Gue Gim Wah is representative of a small minority of Chinese who found the offerings of Nevada attractive and, despite several opportunities to change her home, chose to remain in Nevada. She became a well-known restaurateur in rural Nevada and friend of President Hoover.
Gue Gim was born in 1900 in Lin Lun Li, China. Her father, Ng Louie Der, owned a home and business in San Francisco and returned to China regularly as his funds would allow to visit his wife and family. Gue Gim’s mother passed away when she was only eight years old and her brother and his wife raised her. Her father remarried and in 1912 brought his family to San Francisco. Gue Gim’s time in San Francisco was mainly restricted to two activities, Chinese language school and church. Her father had joined the Methodist Episcopal Church and had Gue Gim and the rest of her family baptized.
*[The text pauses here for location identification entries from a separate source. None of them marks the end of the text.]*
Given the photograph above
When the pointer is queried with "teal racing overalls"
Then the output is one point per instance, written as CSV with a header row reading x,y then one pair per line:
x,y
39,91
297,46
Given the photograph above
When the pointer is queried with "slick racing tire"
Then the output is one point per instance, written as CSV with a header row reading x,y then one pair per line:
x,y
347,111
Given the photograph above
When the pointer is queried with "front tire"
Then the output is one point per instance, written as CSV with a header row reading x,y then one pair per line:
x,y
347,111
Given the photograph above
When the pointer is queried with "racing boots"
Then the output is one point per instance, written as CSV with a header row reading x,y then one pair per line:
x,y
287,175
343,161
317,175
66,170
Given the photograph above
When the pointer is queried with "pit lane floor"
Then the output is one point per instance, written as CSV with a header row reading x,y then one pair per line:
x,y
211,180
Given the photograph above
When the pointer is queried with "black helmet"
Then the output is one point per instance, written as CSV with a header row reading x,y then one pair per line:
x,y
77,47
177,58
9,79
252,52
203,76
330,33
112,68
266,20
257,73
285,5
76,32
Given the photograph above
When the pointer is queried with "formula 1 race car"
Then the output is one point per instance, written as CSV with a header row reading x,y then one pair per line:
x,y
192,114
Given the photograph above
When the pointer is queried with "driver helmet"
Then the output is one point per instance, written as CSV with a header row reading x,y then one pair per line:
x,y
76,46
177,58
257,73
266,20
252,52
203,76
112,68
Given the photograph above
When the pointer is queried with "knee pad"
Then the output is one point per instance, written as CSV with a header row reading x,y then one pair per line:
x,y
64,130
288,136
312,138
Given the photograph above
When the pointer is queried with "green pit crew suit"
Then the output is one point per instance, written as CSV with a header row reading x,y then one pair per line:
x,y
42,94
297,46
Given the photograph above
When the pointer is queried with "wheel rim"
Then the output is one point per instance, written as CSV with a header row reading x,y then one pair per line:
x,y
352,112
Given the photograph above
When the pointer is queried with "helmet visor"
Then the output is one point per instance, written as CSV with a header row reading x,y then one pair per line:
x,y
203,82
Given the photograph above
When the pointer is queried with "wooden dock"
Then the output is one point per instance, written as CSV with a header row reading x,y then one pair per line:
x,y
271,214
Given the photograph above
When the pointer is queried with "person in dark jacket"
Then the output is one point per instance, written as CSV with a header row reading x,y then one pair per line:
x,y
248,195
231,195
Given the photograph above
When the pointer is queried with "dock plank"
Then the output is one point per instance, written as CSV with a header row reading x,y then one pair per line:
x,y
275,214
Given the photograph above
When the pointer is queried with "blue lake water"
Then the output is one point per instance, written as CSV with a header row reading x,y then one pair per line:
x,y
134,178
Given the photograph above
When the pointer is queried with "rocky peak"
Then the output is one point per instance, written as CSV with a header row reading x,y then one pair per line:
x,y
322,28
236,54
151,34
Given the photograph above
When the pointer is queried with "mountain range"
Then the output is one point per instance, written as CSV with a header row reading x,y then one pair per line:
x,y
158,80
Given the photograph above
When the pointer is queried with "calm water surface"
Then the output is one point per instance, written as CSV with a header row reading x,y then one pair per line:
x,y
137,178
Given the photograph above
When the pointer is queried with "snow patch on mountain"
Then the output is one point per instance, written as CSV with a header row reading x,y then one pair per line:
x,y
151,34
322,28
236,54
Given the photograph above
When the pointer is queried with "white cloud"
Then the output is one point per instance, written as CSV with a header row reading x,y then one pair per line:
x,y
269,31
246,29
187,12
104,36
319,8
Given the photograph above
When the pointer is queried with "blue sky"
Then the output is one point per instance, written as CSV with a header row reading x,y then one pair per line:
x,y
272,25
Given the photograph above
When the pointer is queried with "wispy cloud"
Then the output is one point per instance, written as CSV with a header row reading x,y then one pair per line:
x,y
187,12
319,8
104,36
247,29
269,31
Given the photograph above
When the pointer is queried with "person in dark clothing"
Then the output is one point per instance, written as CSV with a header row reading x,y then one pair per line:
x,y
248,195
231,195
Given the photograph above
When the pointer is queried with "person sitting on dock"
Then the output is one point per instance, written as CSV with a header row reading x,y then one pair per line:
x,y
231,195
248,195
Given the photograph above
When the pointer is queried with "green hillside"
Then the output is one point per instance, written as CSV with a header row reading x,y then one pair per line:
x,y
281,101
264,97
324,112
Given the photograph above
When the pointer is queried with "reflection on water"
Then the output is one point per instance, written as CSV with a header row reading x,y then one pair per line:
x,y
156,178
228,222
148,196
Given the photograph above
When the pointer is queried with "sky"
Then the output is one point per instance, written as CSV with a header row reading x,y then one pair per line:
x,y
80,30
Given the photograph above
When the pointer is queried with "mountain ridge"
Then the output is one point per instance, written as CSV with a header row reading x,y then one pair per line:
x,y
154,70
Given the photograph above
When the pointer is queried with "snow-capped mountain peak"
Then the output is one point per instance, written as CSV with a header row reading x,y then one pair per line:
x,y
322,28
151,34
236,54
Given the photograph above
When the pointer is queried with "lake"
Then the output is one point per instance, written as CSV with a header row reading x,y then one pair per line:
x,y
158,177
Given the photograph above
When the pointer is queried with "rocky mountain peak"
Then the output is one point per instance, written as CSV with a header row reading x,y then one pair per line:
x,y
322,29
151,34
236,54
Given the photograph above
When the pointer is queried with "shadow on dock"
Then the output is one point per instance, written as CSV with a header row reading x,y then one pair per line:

Four years after moving to the United States, Gue Gim was married to Tom Fook Wah. Her new husband owned a successful boarding house in Nevada and Gue Gim and her new husband settled in Prince, Nevada. At first, Gue Gim remained secluded in their home. After a mine owner learned of Gue Gim’s desire to learn English, he arranged for her to attend the Prince School. Gue Gim excelled at the school and passed through eight grades over the course of the next several years.
In the late 1920s, the Wahs left Prince and went on an extended vacation to South China. Upon their return to Nevada, they settled in Caselton in 1929. Business was slow and for the first time, Gue Gim began working in the boarding house. Tom passed away from cancer in 1933 and Gue Gim took over operations of the boarding house on her own. Gue Gim expanded her business and worked both as a boarding house operator and restaurateur. During World War II, business grew rapidly and Gue Gim’s cooking became well-known. She became friendly with former President Hoover, who owned a portion of the mining operations. Production at the nearby mines slowed down during the 1950s, and Gue Gim’s business suffered. Her reputation remained, however, and in 1971 the Los Angeles Times ran an article about her restaurant.
Gue Gim’s story made her the subject of several magazine articles, oral histories, and essays on the role of Asian immigrants in the American West. She passed way in 1988 in Prince, Nevada.
Sue Fawn Chung. “Gue Gim Wah: Pioneering Chinese American Woman of Nevada.” History and Humanities: Essays in Honor of Wilbur S. Shepperson. Francis X. Hartigan ed. (Reno and Las Vegas: University of Nevada Press, 1989), 45-79.